# Whats your favorite halloween attraction?



## Spookkid (Dec 27, 2005)

Whats your favorite halloween attraction?
My favorite is the Dark Ride. 

How about all of yours?


----------



## Bumbury (Aug 29, 2012)

Disneys not so scary halloween at disney world orlando... "Hands down"...im such a scaredy cat... but on a good year or if i have to take the kids it's the universal studios orlando fright night... only cant stand the crowds... only been once tho because of it... really tho disney is is more my speed... ;-)


----------



## Palmdale Haunter (Mar 3, 2012)

Hard for me to say but we attend Knott's Scary Farm Halloween Haunt each year so I have to say that one...


----------



## Frighteners Entertainment (Jan 24, 2006)

big black boots.


----------



## Offwhiteknight (Sep 17, 2008)

Palmdale Haunter said:


> Hard for me to say but we attend Knott's Scary Farm Halloween Haunt each year so I have to say that one...


Yup. Been going every year for I think 12 or 13 years now...Scary Farm and I will both be 40 this October.

Disney is cool; I love seeing all the jack o lanterns on Main Street and at the Mansion...Queen Mary's Dark Harbor was fantastic last year.

I love this time of year!


----------



## Howlinmadjack (Jul 20, 2009)

Have to say, I've been to all the haunts here in Florida, and Tampa's Howl O'Scream has to be my favorite, but the lines are horrendous!! Same with Universals Halloween Horror Nights.


----------



## Pumpkin5 (Aug 8, 2010)

:jol:I have done Scarowinds at Carowinds in Charlotte, NC, and it was pretty good. And then I did Halloween Horror Nights at Universal Studios and it was unbelievable! I would highly recommend it, but I don't think they do the VIP tours anymore. It was so great, when we did the VIP package, we had 15 people in our guided group and one guide and she took us to every single haunted house, every ride, we saw it all! My husband, my best friend and myself went and we ended being the guide's favorites and she gave us the best seats through the whole night. It was AWESOME! (of course it probably helped that I bought her a couple of shots to start the night off right...ha ha, I can sure bribe someone right)


----------



## Radford (Aug 7, 2012)

Being from Central Florida I would say Halloween Horror Nights @ Universal Orlando.


----------



## Radford (Aug 7, 2012)

go on a Thursday night


----------



## corey872 (Jan 10, 2010)

Well....my house when it's all decorated up, of course!


----------



## BioHazardCustoms (Aug 5, 2009)

Other than mine, I can't choose one. I know so many great attractions are down here in the south, and I love to go to them all.


----------



## Haunt Maker (Sep 2, 2012)

Well, in & around Indianapolis, I recommend Hannah's Haunted Acres. Although for those with younger simulacrums the Indianapolis Children's museum does a pretty good job.


----------



## The Rotten Pumpkin (Mar 28, 2010)

I live in Denver, so my primary experience is with the haunts here. The past 2 years, however I've gone to Missouri and the South on haunt trips, and I have to say Netherworld is my favorite haunt I've seen, just because of their badass set design, huge props, and great attention to detail.

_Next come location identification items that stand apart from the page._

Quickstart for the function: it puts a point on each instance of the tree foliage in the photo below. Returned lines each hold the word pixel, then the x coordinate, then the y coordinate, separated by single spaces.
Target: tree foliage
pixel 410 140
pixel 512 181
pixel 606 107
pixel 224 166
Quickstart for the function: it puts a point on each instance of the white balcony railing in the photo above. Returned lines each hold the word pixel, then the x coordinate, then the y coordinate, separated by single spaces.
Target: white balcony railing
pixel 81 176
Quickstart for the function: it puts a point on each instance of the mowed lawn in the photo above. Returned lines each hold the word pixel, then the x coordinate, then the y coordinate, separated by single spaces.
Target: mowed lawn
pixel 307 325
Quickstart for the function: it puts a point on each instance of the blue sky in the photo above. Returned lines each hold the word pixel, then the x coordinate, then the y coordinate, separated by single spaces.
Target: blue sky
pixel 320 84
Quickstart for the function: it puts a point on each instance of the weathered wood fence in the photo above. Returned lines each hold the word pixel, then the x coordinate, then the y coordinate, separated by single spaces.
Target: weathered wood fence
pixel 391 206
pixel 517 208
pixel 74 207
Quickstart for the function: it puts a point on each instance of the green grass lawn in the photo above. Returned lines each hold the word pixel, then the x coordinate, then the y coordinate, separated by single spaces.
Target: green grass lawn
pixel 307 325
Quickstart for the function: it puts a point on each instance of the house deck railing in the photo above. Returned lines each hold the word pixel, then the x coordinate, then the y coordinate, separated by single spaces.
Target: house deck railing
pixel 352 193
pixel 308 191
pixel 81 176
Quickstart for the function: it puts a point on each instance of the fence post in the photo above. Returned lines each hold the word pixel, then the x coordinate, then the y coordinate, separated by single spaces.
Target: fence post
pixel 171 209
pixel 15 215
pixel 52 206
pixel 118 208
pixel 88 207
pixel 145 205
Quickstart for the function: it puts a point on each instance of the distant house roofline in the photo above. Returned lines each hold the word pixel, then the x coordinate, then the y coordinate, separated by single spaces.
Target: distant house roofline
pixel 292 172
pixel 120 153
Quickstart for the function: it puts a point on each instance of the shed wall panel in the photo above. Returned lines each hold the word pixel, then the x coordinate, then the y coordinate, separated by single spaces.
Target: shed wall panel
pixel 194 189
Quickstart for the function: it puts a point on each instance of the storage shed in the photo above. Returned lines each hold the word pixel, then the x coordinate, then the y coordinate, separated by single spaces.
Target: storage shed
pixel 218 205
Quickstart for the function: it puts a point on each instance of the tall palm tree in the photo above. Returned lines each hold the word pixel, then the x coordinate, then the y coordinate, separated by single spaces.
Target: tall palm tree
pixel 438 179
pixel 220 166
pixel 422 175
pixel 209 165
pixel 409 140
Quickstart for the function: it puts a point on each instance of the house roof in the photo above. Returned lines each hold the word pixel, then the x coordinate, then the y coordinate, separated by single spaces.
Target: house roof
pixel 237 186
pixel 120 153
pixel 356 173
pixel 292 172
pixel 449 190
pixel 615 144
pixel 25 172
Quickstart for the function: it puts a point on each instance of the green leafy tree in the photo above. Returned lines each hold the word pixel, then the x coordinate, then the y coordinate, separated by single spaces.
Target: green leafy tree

Also high on my list are The Darkness, Edge of Hell, and Atrox Factory

Atrox is a haunt every aspiring pro haunter NEEDS to see before openning. Their scare tetniques are nothing short of amazing and worked just as well on a seasoned haunter like me as they did on the other members of my group.

This year, I may be going to Texas and/or So-Cal, so that list may very well change. If I end up having a new favorite, I'll let you guys know! :jol:


----------



## Copchick (Apr 10, 2012)

My favorite, every year I just have to visit Kennywood Phantom Fright Nights. It's our local amusement park transformed into a world of fright and fear. The park is completely overrun with zombies and monsters walking about, industrial fog machines throughout the park, walk through haunted houses, roller coasters and certain rides remain open. The lighting, atmosphere and zombies make it so spooky and creepy.

Then there's The ScareHouse in Pittsburgh. Really alot of fun and scary times!


----------



## Mr Rhee (Sep 1, 2012)

Don't know that I've attended enough attractions to form an opinion but I just went to San Diego's Haunted Hotel a couple weeks ago during Comic-con. While I don't find those things particularly scary I did go with a couple girls and was able to hang back and watch them get all the attention. *That* was worth the price of admission.

For real-world scary, I also went to the Museum of Death in Hollywood. While it wasn't as bad as the attendant made it out to be some of the images still haunt me.


----------